Sucky crappage

I just had a quiet moment with myself.
Never a good idea.
I know I’m depressed.
The rages.
The absolute dissatisfaction with everything in my life.
The feeling of not being able to get a breath so suffocating is the reality around me.
That simmering sense of resentment.
About everything.
I’m not really teary this time.
Not weepy.
Not overly anxious.
Thank goodness. The depression that comes with anxiety attacks is truly suckful. In fact, something like 98 per cent of successful suicide attempts have a record of anxiety attacks. And I would totally believe it.
More just permanently pissed off.
And I know that is not the way to approach the world.
That I should be giving thanks.
Should have a heart bursting with love.
Should should should.
Should be thrilled at our new very large dining room table that can seat fourteen.

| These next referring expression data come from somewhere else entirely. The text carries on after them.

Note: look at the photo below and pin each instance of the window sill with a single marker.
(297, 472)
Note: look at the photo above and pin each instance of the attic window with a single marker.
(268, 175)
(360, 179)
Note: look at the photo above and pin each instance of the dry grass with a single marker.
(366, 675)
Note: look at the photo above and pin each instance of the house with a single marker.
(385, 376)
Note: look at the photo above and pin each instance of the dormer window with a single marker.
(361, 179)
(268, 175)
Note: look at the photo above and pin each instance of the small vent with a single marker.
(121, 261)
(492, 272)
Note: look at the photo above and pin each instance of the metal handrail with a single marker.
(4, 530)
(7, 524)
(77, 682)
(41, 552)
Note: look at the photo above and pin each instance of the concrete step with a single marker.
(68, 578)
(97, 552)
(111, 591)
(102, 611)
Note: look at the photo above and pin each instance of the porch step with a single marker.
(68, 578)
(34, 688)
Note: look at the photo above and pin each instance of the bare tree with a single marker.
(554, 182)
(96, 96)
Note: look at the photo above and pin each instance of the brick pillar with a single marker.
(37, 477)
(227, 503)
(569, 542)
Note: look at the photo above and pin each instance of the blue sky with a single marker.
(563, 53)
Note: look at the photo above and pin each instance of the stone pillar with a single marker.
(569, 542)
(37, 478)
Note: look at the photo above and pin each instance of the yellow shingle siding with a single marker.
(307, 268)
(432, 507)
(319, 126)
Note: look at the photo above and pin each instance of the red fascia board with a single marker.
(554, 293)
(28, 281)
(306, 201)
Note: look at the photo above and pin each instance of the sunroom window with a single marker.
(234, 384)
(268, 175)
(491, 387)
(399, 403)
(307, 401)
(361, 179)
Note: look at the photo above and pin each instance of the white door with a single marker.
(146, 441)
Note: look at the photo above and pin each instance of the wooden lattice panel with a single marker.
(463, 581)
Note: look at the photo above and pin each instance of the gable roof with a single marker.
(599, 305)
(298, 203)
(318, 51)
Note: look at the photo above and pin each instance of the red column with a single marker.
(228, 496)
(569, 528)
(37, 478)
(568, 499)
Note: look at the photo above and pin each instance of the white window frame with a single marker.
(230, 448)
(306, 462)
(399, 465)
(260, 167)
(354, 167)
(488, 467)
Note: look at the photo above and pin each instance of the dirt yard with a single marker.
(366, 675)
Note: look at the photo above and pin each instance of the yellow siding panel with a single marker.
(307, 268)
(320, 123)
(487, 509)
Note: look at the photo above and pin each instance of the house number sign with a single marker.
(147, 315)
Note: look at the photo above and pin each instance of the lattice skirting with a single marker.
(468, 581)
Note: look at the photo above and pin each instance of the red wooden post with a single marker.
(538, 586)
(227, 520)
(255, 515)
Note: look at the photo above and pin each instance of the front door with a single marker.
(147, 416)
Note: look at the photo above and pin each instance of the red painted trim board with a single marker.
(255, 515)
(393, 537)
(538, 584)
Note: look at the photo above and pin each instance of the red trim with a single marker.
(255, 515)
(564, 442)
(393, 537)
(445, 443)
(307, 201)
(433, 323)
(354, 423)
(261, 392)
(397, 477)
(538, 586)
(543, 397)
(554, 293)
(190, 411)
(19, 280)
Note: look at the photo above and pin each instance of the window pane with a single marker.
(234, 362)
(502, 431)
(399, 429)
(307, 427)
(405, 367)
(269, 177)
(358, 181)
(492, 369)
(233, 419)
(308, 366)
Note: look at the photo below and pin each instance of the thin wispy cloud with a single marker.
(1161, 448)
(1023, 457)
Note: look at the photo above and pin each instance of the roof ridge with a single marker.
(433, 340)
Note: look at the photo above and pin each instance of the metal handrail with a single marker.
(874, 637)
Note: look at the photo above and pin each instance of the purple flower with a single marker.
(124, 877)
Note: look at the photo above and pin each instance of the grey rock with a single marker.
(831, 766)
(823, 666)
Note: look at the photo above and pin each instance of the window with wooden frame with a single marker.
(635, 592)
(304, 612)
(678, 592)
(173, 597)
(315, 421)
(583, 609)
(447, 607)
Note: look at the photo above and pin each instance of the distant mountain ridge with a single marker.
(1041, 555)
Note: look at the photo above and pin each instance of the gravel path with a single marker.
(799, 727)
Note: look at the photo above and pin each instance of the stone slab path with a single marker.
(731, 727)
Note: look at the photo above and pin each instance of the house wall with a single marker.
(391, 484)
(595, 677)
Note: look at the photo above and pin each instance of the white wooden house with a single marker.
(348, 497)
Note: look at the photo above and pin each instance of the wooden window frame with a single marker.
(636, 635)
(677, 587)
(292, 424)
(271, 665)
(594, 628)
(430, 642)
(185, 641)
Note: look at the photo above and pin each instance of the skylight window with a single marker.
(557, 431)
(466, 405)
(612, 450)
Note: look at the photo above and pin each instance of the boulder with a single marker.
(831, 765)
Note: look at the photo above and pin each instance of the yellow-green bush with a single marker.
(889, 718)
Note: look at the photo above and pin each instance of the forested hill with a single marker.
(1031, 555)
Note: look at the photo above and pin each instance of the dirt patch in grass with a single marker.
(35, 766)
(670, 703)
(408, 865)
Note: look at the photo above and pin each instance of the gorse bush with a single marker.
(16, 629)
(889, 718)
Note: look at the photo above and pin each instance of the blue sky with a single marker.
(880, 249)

But can only focus on the fact that:
– it is yet another family handmedown
– it is not the style of table I would buy if we had any form of disposable income to buy a table
– it needs some minor structural work involving angle brackets and screws
– I had to carry it all in with the delivery guy
– it’s in pieces on the floor
– I still have two other dining room tables cluttering up our living area
– I will have to be involved in removing them as well
– Someone is excellent at providing a commentary on it all like did they have to get rid of it straight away, couldn’t they have stored it for you
– our over-crowded open plan living area is now so over-crowded you can not walk anywhere without having to walk over something

GOD if I keep going you’ll find me retiring to the back paddock with the shotgun.